The mall was the brainchild of the Shimane Jokamachi Food Culture Research Organization in cooperation with local chambers of commerce. And despite its non-physical, virtual status, as of June 2022, it boasts 35 outlets, all open for business.
Belonging to Nagano-based Gaia Link Inc., this virtual manifestation of a traditional Japanese mall is the first of its kind, officially opening its doors for trade on May 20.
When entering this virtual market, visitors first create an avatar that they use to stroll around the mall via the screen of their computer without the need for virtual reality headsets. More than 1,800 avatars had been created within a week of the mall’s opening.
Left: In late June, Shimane University set up a laboratory in the mall to hold events such as meetings to announce research results. Right: A shopper looks at some of the products on offer.     Source: Shimane Jokamachi Food Culture Research Organization
Left: In late June, Shimane University set up a laboratory in the mall to hold events such as meetings to announce research results.

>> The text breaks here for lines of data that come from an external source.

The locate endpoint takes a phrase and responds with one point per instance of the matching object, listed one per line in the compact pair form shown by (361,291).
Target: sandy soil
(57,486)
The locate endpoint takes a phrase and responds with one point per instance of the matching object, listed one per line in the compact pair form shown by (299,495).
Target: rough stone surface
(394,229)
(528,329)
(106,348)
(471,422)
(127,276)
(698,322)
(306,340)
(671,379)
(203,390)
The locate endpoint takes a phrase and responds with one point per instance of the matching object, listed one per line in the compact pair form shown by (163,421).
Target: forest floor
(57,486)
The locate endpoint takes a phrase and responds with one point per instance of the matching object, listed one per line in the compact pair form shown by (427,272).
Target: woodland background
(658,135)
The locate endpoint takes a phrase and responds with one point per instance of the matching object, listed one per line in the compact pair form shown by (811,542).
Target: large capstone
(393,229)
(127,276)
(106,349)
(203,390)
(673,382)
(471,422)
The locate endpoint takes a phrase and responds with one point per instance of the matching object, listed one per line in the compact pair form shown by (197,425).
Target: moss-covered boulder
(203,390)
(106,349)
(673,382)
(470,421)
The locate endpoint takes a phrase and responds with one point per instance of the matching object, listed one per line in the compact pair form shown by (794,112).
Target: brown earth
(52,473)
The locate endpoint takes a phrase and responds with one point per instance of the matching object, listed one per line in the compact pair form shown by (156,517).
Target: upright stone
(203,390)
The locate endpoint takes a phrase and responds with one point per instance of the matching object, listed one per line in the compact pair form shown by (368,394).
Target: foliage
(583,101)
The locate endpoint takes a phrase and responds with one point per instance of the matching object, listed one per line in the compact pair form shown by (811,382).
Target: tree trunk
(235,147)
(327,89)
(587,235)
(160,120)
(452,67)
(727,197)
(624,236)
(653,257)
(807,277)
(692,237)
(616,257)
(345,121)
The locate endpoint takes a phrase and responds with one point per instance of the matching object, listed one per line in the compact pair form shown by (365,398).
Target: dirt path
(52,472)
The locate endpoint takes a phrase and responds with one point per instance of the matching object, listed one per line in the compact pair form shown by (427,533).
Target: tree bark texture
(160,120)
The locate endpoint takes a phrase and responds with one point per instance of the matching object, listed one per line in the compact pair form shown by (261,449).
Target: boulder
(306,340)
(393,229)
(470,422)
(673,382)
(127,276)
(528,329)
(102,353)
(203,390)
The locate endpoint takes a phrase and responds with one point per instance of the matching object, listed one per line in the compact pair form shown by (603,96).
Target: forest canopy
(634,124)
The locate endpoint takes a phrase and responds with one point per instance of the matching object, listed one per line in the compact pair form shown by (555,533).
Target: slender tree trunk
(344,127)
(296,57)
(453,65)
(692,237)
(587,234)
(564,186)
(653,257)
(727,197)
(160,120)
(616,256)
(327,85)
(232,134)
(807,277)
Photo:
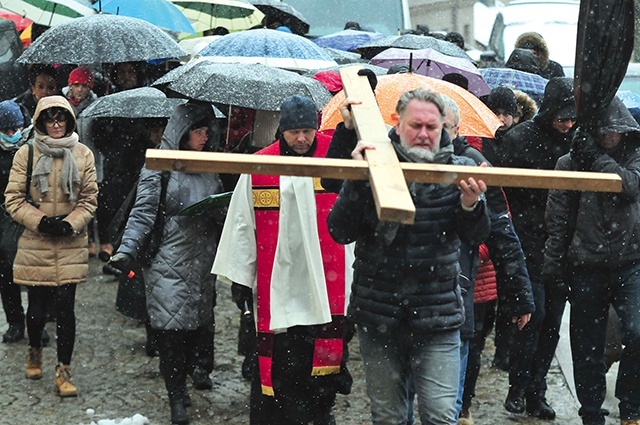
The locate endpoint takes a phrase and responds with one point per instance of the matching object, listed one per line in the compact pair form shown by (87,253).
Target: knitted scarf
(56,148)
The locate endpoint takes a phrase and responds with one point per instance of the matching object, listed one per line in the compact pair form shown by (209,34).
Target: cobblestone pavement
(117,380)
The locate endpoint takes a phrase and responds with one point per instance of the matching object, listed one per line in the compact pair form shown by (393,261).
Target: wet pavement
(116,380)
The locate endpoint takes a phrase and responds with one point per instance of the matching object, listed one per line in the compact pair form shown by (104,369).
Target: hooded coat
(535,144)
(180,288)
(42,259)
(607,232)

Right: A shopper looks at some of the products on offer.     Source: Shimane Jokamachi Food Culture Research Organization
In the non-virtual world, traditional shopping malls, known in Japan as "shotengai," typically take the form of covered market streets with access restricted to pedestrians.  While some of the Japan's best known shotengai, such as Ameyayokocho in Tokyo's Ueno district, can be found in major cities, they are also a feature of many regional cities, where populations tend to be shrinking and aging.
However, according to Takuya Tsuchie of the Shimane Jokamachi Food Culture Research Organization the hope is that this new virtual reality space will particularly appeal to young people.
Takuya Tsuchie’s avatar in the “Shimane Enmusubi Shotengai” mall.     Source: Shimane Jokamachi Food Culture Research Organization
Takuya Tsuchie’s avatar in the “Shimane Enmusubi Shotengai” mall.     Source: Shimane Jokamachi Food Culture Research Organization
The name of the mall in Japanese, “Shimane Enmusubi Shotengai,” can be translated as the “Shimane Connection-Building Mall,” which Tsuchie says is an indication that the mall is for far more than just shopping. As with its counterpart in the real world, it is intended as a place to mingle, get information from local organizations, to interact, and build communities. 
Translation and Editing by Tony McNicol
Top page photo by twenty20photos / Envato
For inquiries about this article, please contact us at jstories@pacificbridge.jp.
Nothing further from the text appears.